But Ronaldo was clearly struggling, and after two more spells of treatment, Portugal Coach Fernando Santos reluctantly made the substitution.
The game had lost its biggest star. Ronaldo’s early departure sucked the enthusiasm out of the crowd and the atmosphere, which was festive pregame, then loud and passionate before the injury.
The roar returned briefly in the 33rd minute when France’s Moussa Sissoko produced a sharp turn and fierce diagonal shot that Patricio parried out.
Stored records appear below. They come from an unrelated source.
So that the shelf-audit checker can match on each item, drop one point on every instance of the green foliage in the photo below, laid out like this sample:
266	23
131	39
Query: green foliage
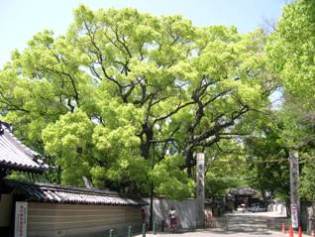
170	180
121	85
226	169
291	49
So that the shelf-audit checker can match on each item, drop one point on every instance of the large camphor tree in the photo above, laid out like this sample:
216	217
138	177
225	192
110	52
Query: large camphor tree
125	98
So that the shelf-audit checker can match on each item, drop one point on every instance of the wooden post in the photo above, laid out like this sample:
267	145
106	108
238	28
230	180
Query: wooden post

But the injury delays had broken up the momentum of France’s earlier attacking dominance.
With France making a stuttering start to the second half, Deschamps brought on speedy 19-year-old Kingsley Coman for Payet, who left the field to predictable booing from the Portuguese supporters.
But for all its possession, France was lacking an edge to its play.
Portugal grew in belief, and France goalkeeper Hugo Lloris was forced into a double-save in the 80th minute when he had to stretch to keep out a looping effort from Nani and then deal with Ricardo Quaresma’s acrobatic reaction to the rebound.
Then in extra time, Gignac turned free of Pepe, and his left-footed shot beat Patricio but struck the post.
Ronaldo reappeared between the extra periods, wearing a bandage around his left knee, to offer encouragement for his teammates.
But the biggest drama came after the restart.
First, Raphael Guerreiro curled a free kick against the crossbar, and then Eder, showing great strength to fend off Laurent Koscielny, charged goalward and hit a long-range shot, earlier than Lloris may have expected, low into the bottom corner.
Eder was the hero, but still it was Ronaldo’s name the Portuguese fans were singing in the closing minutes before a night of celebration began.
For France, it was hard to take.
“It is very cruel,” Deschamps said. “It came down to very fine margins. We struck the post at the end. Losing like that is very tough, but I won’t forget our journey here.”